業務の優先順位を決めるのに役立つパレート分析
皆さんは「QC七つ道具」という言葉をご存じでしょうか。
これは製造業の品質管理の現場で広く使われている、代表的な7つの分析手法の総称です。パレート図、特性要因図、ヒストグラムなどが含まれており、現場改善には欠かせないフレームワーク群です。
その中でも特に使用頻度が高いのが「パレート分析」です。
工場の品質管理でよく使われる手法ですが、実はこのパレート分析は、製造業に限らず、あらゆるビジネスシーンで活用することができます。
ビジネスにおいて重要な視点の一つが「業務の優先順位」です。
すべての業務に平等に時間やコストをかけることは現実的ではありません。優先順位の高い業務ほど、改善効果や収益へのインパクトが大きいため、そこに集中することで大きな成果を得ることができます。
つまり、費用対効果を意識しながら業務を遂行することが、ビジネスの大前提なのです。
では、その優先順位はどのように決めればよいのでしょうか。
感覚や経験だけに頼るのではなく、「数値」で判断することが重要です。業務や課題を定量的に評価し、重要度を可視化することで、合理的な意思決定が可能になります。
この「定量的に優先順位を決める」ためのフレームワークとして有効なのが、パレート分析です。
パレート分析の具体例
ここでは、ある個人店舗A店の経費分析を例に、パレート分析の活用方法を見ていきましょう。
A店の店長は、最近になって利益が減少していることに気づきました。このままでは赤字に転落する可能性もあります。そこで、原因を探るためにまず売上高の推移を確認しました。
しかし、月次の売上高は安定しており、特に大きな減少は見られませんでした。
「売上が落ちていないのに利益が減っている」
この状況から、店長は経費が増加している可能性に気づきます。
そこで、経費の内訳を洗い出し、金額の大きい順に並べてパレート分析を行いました。

その結果、最も多かった経費は給料賃金でした。人を雇っている以上、一定水準の人件費がかかるのは避けられません。次に多かったのが修繕費でした。
A店は開店から15年が経過しており、設備の老朽化が進んでいました。中には1か月に1度修繕が必要な機械もあり、修繕費が慢性的に発生していたのです。
ここで店長は重要な判断をします。
短期的には修繕の方が安く見えますが、長期的に見れば設備を更新した方がトータルコストは低く抑えられると判断し、機器の更新に踏み切りました。
結果として修繕費は大幅に削減され、経費全体の抑制につながりました。
このように、パレート分析を用いることで「本当に手を打つべきポイント」が明確になるのです。
80対20の法則とパレート分析
パレート分析という言葉は知らなくても、「80対20の法則」を聞いたことがある方は多いでしょう。
これは「結果の80%は、20%の原因(要素)によって生み出されている」という経験則です。
売上の80%は上位20%の顧客が生み出している、トラブルの80%は一部の原因から発生している、など様々な場面で当てはまります。
先ほどのA店の例でも、経費全体の約80%は、給料賃金から租税公課までの限られた勘定科目によって占められていました。
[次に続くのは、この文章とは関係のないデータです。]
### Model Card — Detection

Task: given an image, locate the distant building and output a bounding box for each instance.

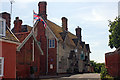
[105,48,120,77]
[0,12,19,79]
[2,1,91,78]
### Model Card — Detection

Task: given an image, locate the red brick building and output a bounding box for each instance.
[105,48,120,77]
[0,1,91,78]
[12,1,91,78]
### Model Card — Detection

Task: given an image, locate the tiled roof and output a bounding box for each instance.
[1,27,19,42]
[47,20,77,47]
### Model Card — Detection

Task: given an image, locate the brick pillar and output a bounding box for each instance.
[62,17,68,31]
[38,1,47,19]
[14,17,22,33]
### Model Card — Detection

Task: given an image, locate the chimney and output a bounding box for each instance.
[75,26,82,41]
[38,1,47,20]
[1,12,11,28]
[62,17,68,31]
[14,17,22,33]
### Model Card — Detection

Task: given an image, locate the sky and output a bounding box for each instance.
[0,0,118,63]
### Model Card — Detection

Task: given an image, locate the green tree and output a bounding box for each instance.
[108,17,120,48]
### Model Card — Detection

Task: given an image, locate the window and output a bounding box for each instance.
[49,39,55,48]
[0,57,4,77]
[0,18,6,36]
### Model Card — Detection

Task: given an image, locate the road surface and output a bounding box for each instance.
[41,73,100,80]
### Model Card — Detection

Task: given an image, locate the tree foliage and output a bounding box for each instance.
[108,17,120,48]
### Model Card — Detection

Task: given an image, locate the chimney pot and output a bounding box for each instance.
[75,26,82,41]
[0,12,11,28]
[14,17,22,33]
[62,17,68,31]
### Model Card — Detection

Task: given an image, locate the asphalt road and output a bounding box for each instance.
[42,73,100,80]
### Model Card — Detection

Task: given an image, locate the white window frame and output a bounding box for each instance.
[0,57,4,77]
[0,17,6,36]
[49,39,55,48]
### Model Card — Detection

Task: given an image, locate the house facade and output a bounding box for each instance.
[105,48,120,77]
[12,1,90,75]
[0,1,91,78]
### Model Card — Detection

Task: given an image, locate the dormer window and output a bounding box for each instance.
[0,18,6,36]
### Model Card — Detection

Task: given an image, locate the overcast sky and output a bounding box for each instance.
[0,0,118,62]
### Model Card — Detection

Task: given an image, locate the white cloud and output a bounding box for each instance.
[49,18,62,26]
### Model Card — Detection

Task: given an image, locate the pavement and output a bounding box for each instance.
[40,73,100,80]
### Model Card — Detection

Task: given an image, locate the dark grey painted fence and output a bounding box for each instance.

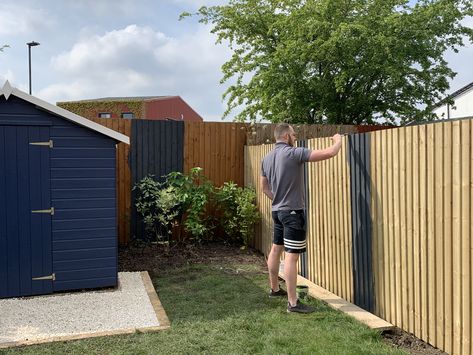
[130,120,184,238]
[348,133,374,311]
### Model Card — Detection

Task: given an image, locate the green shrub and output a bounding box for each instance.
[215,182,259,247]
[133,168,259,247]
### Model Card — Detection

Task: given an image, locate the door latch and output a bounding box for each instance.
[30,139,54,148]
[31,207,54,216]
[32,272,56,281]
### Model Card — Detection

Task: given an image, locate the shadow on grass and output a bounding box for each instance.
[154,265,330,322]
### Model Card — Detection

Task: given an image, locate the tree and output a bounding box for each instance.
[182,0,473,124]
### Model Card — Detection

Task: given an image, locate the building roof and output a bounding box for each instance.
[0,80,130,144]
[434,82,473,108]
[63,96,178,102]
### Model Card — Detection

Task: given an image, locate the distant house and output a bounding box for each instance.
[433,82,473,119]
[57,96,203,122]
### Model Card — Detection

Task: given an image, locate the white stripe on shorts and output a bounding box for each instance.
[284,239,306,249]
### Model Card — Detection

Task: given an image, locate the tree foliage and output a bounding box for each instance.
[183,0,473,124]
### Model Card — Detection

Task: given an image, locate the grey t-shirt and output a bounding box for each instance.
[261,142,311,211]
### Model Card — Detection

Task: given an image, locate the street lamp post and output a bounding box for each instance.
[26,41,39,95]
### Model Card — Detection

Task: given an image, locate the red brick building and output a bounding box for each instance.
[56,96,203,122]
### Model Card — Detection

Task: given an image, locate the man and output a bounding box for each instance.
[261,123,342,313]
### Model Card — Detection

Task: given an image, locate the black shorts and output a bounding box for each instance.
[272,210,307,253]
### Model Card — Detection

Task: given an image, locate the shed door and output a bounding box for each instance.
[0,126,53,297]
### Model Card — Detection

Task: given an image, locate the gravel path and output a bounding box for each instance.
[0,272,159,344]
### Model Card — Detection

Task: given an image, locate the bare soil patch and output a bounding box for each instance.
[118,243,446,355]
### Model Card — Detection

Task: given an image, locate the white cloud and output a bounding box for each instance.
[65,0,143,16]
[36,25,230,119]
[0,69,15,86]
[0,4,50,36]
[173,0,228,9]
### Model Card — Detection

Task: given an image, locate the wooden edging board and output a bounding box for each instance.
[279,272,394,331]
[0,271,171,349]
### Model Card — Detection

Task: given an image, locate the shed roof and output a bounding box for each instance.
[66,95,179,102]
[0,80,130,144]
[434,82,473,108]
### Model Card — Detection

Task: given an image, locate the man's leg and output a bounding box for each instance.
[284,253,299,306]
[268,244,284,291]
[278,210,314,313]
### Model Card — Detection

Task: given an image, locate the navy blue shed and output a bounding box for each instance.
[0,82,129,298]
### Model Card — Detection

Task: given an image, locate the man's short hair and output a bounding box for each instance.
[274,123,291,140]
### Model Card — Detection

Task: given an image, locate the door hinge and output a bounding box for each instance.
[31,207,54,216]
[30,139,54,148]
[32,272,56,281]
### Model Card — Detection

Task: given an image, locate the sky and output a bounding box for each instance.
[0,0,473,121]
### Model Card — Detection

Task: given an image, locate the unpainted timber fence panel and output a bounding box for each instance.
[246,119,473,355]
[184,122,247,186]
[92,118,131,245]
[371,120,473,354]
[87,118,386,245]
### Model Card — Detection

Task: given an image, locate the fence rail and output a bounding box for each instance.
[245,120,473,354]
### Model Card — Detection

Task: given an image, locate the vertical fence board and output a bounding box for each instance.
[443,122,453,353]
[452,121,462,354]
[397,129,408,329]
[184,122,246,186]
[92,118,131,245]
[431,124,445,348]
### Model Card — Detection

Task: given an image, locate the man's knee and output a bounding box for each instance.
[284,253,299,263]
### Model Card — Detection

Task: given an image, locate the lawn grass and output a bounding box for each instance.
[0,264,406,355]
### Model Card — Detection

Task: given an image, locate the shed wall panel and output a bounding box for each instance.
[51,118,117,291]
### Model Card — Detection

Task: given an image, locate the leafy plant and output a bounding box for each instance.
[215,182,259,247]
[166,167,213,242]
[133,167,259,247]
[133,176,181,248]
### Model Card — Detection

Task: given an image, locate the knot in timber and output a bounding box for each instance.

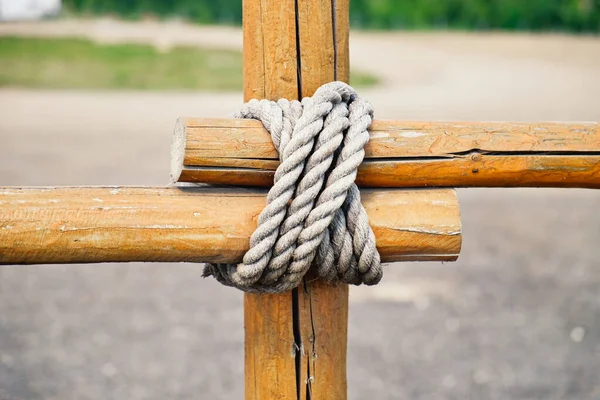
[204,82,382,293]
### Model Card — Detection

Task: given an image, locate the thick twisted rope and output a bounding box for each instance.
[204,82,382,293]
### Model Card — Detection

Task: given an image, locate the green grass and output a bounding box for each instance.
[0,37,377,91]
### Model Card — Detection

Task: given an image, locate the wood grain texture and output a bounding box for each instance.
[0,187,461,264]
[241,0,299,400]
[298,280,348,400]
[297,0,350,400]
[173,118,600,188]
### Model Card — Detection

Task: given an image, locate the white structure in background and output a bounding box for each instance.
[0,0,61,21]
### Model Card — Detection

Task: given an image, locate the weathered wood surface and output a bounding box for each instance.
[243,0,298,400]
[0,187,461,264]
[172,118,600,188]
[239,0,404,400]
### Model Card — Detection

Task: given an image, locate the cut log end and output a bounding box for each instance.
[171,118,186,184]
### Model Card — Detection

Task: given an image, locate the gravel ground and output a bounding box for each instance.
[0,21,600,400]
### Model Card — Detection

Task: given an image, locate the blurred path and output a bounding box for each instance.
[0,21,600,400]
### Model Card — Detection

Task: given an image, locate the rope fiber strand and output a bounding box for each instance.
[204,82,383,293]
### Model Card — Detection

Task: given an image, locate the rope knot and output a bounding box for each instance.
[204,82,382,293]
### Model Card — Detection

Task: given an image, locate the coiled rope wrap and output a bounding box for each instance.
[204,82,382,293]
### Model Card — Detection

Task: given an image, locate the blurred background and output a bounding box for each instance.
[0,0,600,400]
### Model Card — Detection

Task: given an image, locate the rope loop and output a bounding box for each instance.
[204,82,383,293]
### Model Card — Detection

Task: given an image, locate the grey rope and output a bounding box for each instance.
[204,82,382,293]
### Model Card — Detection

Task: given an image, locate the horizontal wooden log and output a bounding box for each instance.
[0,187,461,264]
[171,118,600,188]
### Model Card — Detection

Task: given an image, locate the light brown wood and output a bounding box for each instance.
[0,187,461,264]
[243,0,299,400]
[172,118,600,188]
[297,0,350,400]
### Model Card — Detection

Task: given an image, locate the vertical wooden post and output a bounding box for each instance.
[243,0,349,400]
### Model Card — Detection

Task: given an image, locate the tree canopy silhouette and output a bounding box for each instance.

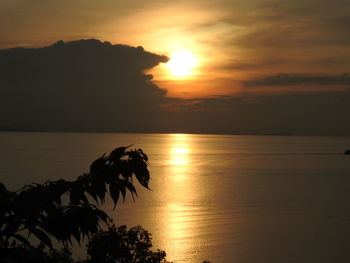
[0,145,150,248]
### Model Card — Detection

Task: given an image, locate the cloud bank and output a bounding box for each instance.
[0,40,350,138]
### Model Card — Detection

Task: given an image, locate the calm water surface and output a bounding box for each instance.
[0,133,350,263]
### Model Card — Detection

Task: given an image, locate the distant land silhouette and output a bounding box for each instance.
[0,39,350,136]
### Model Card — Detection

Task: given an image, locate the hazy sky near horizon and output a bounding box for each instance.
[0,0,350,98]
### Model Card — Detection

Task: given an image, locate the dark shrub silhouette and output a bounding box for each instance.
[0,146,150,248]
[0,145,211,263]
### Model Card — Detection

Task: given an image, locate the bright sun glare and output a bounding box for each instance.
[167,50,197,78]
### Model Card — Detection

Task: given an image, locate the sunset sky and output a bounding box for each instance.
[0,0,350,136]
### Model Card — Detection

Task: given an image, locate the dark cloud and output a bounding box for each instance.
[155,91,350,136]
[0,40,167,131]
[0,40,350,138]
[243,73,350,87]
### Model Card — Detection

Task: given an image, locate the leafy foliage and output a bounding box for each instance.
[0,145,150,248]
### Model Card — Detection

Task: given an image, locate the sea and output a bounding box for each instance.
[0,132,350,263]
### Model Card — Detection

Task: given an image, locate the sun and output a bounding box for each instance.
[166,50,198,78]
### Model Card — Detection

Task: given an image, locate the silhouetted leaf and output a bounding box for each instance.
[109,182,120,210]
[90,154,106,173]
[109,144,132,163]
[135,167,150,189]
[30,228,52,248]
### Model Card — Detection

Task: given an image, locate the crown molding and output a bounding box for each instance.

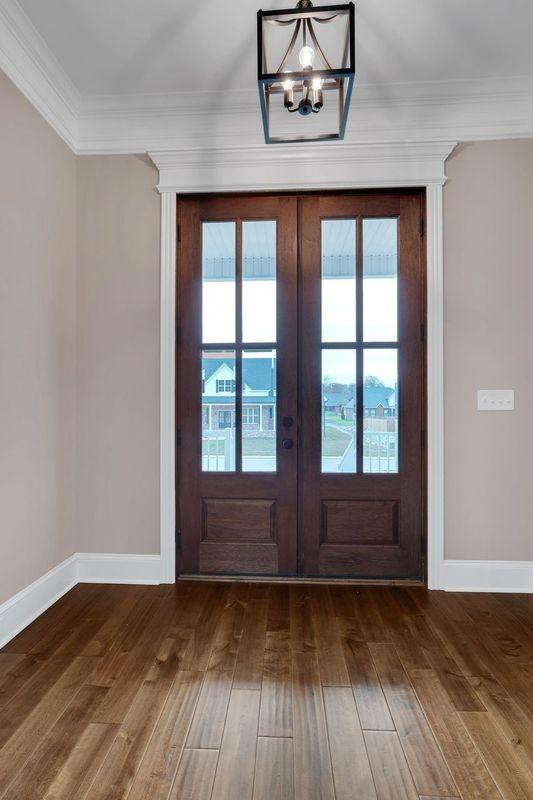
[0,0,81,151]
[78,76,533,153]
[0,0,533,155]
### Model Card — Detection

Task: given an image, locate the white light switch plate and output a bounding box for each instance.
[477,389,514,411]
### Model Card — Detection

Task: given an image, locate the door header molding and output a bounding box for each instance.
[149,140,457,194]
[150,141,457,589]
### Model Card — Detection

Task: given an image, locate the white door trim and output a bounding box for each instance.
[150,141,456,589]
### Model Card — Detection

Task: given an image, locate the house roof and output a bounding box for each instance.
[202,358,276,392]
[340,386,395,408]
[324,389,353,406]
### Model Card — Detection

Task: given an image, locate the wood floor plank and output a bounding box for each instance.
[208,583,250,673]
[43,722,119,800]
[253,737,294,800]
[411,670,501,800]
[323,686,376,800]
[182,584,230,671]
[292,652,335,800]
[169,750,218,800]
[364,731,419,800]
[459,711,533,800]
[259,642,292,737]
[343,629,394,731]
[311,586,350,686]
[128,670,203,800]
[212,689,261,800]
[233,598,268,689]
[369,644,457,797]
[0,686,108,800]
[0,653,50,708]
[87,639,181,800]
[470,678,533,770]
[187,669,233,750]
[354,586,391,643]
[0,657,92,787]
[409,616,485,711]
[0,653,25,680]
[289,586,316,653]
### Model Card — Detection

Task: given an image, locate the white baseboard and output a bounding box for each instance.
[77,553,161,584]
[0,553,161,647]
[440,559,533,593]
[0,553,78,647]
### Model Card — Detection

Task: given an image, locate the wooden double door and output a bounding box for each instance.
[176,190,425,579]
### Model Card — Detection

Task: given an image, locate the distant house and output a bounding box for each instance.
[202,357,276,431]
[344,386,396,419]
[322,386,353,415]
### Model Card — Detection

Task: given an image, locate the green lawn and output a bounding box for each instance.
[202,422,353,458]
[322,421,353,458]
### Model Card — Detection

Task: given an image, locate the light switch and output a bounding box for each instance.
[477,389,514,411]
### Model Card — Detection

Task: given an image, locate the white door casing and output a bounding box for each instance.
[150,141,457,589]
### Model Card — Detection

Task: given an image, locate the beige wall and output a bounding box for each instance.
[444,140,533,560]
[77,156,160,553]
[0,72,76,603]
[0,62,533,602]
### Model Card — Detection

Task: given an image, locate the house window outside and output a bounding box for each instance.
[218,411,234,429]
[242,406,259,425]
[217,380,235,394]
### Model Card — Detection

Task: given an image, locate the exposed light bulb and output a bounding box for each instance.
[298,45,315,69]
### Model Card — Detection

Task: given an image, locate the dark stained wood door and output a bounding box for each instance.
[177,197,298,575]
[299,192,425,578]
[177,191,425,579]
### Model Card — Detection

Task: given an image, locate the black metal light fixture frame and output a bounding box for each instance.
[257,0,355,144]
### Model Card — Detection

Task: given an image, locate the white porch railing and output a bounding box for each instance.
[202,428,235,472]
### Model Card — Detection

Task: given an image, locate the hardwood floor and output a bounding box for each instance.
[0,582,533,800]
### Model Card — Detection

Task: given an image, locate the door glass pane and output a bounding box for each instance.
[363,350,398,472]
[202,350,236,472]
[321,350,357,472]
[322,219,355,342]
[242,220,276,342]
[363,219,398,342]
[202,222,235,344]
[242,350,276,472]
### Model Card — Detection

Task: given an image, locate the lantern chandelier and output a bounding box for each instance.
[257,0,355,144]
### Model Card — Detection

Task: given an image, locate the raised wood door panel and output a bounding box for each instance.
[177,196,298,575]
[299,192,425,578]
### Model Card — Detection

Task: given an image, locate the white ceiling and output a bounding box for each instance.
[14,0,533,95]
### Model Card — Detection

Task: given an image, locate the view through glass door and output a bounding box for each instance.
[177,192,425,578]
この中でも金額の大きい項目、つまり影響度の高い要素から優先的に改善を行うことで、効率的に経費削減が実現できます。一方で、通信費のように経費全体の3%程度しか占めない項目をいくら削減しても、大きな効果は期待できません。
パレート分析は、「どこに力を入れるべきか」「どこは後回しでよいか」を明確にし、限られた経営資源を最大限に活かすための強力な武器なのです。
まとめ
パレート分析は、単なる品質管理手法ではなく、経営判断やマーケティング、投資判断にも応用できる汎用的なフレームワークです。
重要なのは、「すべてを改善しようとしないこと」です。
数字を使って影響度の大きい要素を見極め、そこに集中する。この考え方こそが、成果を最大化するための本質と言えるでしょう。
日々の業務や経営判断に迷ったときこそ、ぜひパレート分析を活用してみてください。